Fermented Foods for Gut Health

Little girl eating fermented foods

Fermented Foods Pave the Gut with Friendly Flora

The Fermentation Festival Comes To Town

The Fermentation Festival is held this Saturday in Santa Barbara. Be sure to attend and enjoy!

As a kid, I craved sauerkraut and dill pickles. Why? Little did I know these mouth-puckering treats were paving my gut with healthy flora and bacteria. And, did I ever need it! My easily infected asthmatic lungs were treated regularly with antibiotics. By regularly, I mean 6-12 times a year. This is common. My clients with gut issues and weak immune systems often will tell a similar story. Antibiotics, sometimes needed for healing, are commonly over-prescribed. They destroy the “bad bugs”; but the good ones, too. The side effects may include gas, bloating, allergies, constipation, yeast overgrowth (called “Candida”), and even depression. Fermented foods are a fun and sure way to restore bacterial balance in the gut.
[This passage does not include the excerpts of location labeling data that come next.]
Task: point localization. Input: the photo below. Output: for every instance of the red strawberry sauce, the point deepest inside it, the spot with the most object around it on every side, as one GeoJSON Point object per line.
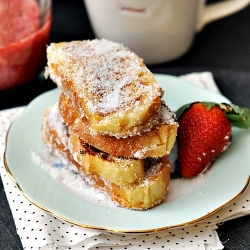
{"type": "Point", "coordinates": [23, 40]}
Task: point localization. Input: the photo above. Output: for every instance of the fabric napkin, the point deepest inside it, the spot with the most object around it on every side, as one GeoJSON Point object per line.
{"type": "Point", "coordinates": [40, 230]}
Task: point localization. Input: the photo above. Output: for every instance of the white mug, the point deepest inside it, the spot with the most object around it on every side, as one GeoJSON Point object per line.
{"type": "Point", "coordinates": [157, 30]}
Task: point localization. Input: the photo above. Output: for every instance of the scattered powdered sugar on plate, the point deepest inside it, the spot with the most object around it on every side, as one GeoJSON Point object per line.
{"type": "Point", "coordinates": [69, 177]}
{"type": "Point", "coordinates": [181, 187]}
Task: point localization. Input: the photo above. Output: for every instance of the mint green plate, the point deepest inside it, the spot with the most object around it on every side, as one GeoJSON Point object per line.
{"type": "Point", "coordinates": [228, 178]}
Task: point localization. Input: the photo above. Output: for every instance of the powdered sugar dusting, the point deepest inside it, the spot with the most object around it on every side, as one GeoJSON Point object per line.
{"type": "Point", "coordinates": [111, 74]}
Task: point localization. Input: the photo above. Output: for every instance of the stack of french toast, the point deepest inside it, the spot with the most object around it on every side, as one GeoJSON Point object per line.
{"type": "Point", "coordinates": [110, 121]}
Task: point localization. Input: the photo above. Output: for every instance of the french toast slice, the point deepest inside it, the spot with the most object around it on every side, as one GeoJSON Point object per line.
{"type": "Point", "coordinates": [118, 170]}
{"type": "Point", "coordinates": [108, 83]}
{"type": "Point", "coordinates": [140, 195]}
{"type": "Point", "coordinates": [154, 143]}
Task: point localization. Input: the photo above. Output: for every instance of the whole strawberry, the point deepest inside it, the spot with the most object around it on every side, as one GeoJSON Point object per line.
{"type": "Point", "coordinates": [204, 132]}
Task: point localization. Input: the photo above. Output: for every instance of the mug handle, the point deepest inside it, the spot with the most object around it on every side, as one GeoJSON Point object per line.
{"type": "Point", "coordinates": [212, 12]}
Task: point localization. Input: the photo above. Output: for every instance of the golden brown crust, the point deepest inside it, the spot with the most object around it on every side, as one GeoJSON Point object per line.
{"type": "Point", "coordinates": [120, 171]}
{"type": "Point", "coordinates": [141, 195]}
{"type": "Point", "coordinates": [154, 143]}
{"type": "Point", "coordinates": [108, 83]}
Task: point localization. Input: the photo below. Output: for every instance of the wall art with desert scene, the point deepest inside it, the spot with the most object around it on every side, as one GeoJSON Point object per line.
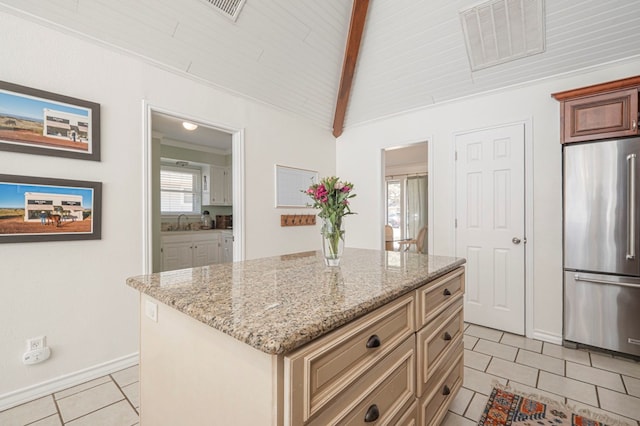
{"type": "Point", "coordinates": [37, 122]}
{"type": "Point", "coordinates": [44, 209]}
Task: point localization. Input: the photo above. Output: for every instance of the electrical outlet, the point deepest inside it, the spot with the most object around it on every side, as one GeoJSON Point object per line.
{"type": "Point", "coordinates": [151, 310]}
{"type": "Point", "coordinates": [36, 343]}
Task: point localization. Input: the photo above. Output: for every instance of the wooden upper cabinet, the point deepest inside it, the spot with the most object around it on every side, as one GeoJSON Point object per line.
{"type": "Point", "coordinates": [603, 111]}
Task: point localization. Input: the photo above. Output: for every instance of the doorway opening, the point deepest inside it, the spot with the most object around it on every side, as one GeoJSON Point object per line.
{"type": "Point", "coordinates": [193, 181]}
{"type": "Point", "coordinates": [406, 195]}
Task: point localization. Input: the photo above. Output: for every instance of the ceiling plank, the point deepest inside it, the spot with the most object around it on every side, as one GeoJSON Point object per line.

Fermented Foods From Around The World

Not too long ago, if you asked for the “fermented food section” of a health food store, you were shown a tiny area. This may have included the common dill pickle, and kimchi, a spicy fermented vegetable dish from Asia. Today you will find a bountiful display of tasty fermented foods that fill an entire aisle. Be bold and experiment with probiotic-rich additions to salads and dishes. If your gut is sensitive, start with a tablespoon. It is good to try new foods in small amounts.

The Detoxifying & Healing Benefits of Fermented Foods

The fermented foods are rich in Vitamin K2 and B. K2 protects the heart and clears the arteries. The B vitamins optimize the immune system and also super-charge your energy. In addition, B vitamins offer a source of enzymes for digestion. Chelation is a super cleansing process that helps to eliminate heavy metals and toxins. The fermented foods are the natural chelators. I have seen the benefits of chelation to detoxify and cleanse. I prefer natural chelation to the drugs that “do the job,” but also put added stress on the body and the nervous system. Fermented foods have been a staple of the indigenous diet for thousands of years, worldwide. And our great-great grandparents also knew how to stay healthy.

Last but not least, I want to offer a big shout out to one of my favorite mother-daughter teams, Lynn Hartman and Katie Hershfelt, for creating the Fermentation Festival here, in Santa Barbara, CA. Thank you!